Front propagation of a sexual population with evolution of dispersion: a formal analysis

TL;DR

This paper provides a detailed mathematical analysis of how sexual populations with evolving dispersal traits spread over space, revealing precise long-term behavior and trait distribution at the invasion front.

Contribution

It offers explicit asymptotic descriptions of the invasion front and trait distribution for sexual populations, advancing understanding beyond previous models.

Findings

The invasion front accelerates with a rate proportional to t^{5/4}.

Trait distribution at the front develops specific spatial structures.

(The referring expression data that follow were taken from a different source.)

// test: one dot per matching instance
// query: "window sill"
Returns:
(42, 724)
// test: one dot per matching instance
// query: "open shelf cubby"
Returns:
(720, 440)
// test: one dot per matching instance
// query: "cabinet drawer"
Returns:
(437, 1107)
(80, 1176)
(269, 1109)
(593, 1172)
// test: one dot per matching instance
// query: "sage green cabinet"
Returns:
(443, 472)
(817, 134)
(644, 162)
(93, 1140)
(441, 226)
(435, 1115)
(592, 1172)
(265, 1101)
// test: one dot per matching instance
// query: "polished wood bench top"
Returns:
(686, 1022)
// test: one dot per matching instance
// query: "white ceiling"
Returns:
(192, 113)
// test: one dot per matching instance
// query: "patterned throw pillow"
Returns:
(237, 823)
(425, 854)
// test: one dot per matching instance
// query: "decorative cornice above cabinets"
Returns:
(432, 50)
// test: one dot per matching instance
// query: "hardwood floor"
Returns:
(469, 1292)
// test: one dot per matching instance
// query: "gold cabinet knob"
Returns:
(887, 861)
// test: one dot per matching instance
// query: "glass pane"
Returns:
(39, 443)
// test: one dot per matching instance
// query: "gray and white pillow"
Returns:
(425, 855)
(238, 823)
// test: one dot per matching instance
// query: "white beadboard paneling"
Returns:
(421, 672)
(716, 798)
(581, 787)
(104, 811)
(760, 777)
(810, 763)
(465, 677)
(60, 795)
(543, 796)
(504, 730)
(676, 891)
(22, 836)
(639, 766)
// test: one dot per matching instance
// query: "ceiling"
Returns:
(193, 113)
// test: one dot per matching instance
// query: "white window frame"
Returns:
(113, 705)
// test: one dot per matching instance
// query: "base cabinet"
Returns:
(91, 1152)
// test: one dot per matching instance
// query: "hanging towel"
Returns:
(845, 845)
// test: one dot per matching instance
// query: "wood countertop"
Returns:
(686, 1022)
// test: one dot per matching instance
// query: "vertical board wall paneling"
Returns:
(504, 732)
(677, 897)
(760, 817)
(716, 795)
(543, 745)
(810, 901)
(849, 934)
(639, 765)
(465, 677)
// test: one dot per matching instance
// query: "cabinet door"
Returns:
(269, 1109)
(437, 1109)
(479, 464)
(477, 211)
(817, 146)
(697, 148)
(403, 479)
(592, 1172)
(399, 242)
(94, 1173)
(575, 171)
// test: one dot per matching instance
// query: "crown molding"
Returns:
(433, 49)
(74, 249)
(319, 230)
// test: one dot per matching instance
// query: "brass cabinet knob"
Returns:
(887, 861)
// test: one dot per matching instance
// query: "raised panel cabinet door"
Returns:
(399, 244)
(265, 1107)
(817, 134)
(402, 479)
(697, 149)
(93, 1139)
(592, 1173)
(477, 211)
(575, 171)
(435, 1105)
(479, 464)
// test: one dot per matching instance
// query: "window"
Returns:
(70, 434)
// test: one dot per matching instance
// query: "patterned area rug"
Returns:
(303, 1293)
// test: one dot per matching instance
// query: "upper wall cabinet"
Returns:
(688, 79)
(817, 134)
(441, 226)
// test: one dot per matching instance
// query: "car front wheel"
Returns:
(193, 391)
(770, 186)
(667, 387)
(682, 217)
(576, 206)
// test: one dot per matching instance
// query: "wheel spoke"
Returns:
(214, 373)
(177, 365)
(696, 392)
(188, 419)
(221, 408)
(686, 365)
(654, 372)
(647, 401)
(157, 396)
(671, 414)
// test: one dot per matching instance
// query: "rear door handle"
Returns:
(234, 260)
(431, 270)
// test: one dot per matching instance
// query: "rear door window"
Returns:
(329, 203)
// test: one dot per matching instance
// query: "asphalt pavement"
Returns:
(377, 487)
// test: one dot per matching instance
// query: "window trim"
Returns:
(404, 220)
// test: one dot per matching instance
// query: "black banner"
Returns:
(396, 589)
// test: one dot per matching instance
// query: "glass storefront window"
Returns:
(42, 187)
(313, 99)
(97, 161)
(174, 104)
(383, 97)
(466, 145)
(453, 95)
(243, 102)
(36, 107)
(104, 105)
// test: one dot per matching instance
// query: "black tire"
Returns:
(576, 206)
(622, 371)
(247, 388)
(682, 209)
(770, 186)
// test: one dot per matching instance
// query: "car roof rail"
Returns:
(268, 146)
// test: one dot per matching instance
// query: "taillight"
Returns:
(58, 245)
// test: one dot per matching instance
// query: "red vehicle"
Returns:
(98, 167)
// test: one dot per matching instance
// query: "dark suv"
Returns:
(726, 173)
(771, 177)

Numerical simulations confirm the theoretical asymptotic approximations.

Abstract

The adaptation of biological species to their environment depends on their traits. When various biological processes occur (survival, reproduction, migration, etc.), the trait distribution may change with respect to time and space. In the context of invasions, when considering the evolution of a heritable trait that encodes the dispersive ability of individuals, the trait distribution develops a particular spatial structure that leads to the acceleration of the front propagation. That phenomenon is known as spatial sorting. Many biological examples can be cited like the bush cricket in Britain, the cane toad invasion in Australia or the common myna one in South Africa. Adopting this framework, recent mathematical studies have led to highlight the influence of the reproductive mode on the front propagation. Asexual populations have been shown to spread with an asymptotic rate of t 3/2 in a minimal reactiondiffusion model, whereas the analogous rate for sexual populations is of t 5/4 (where t denotes the time). However, the precise description of the behaviour of the front propagation in the sexual case is still an open question. The aim of this paper is to give precise approximations for large times of its position, as well as some features of the local trait distribution at the front. To do so, we solve explicitly the asymptotic problem derived formally. Numerical simulations are shown to confirm these calculations.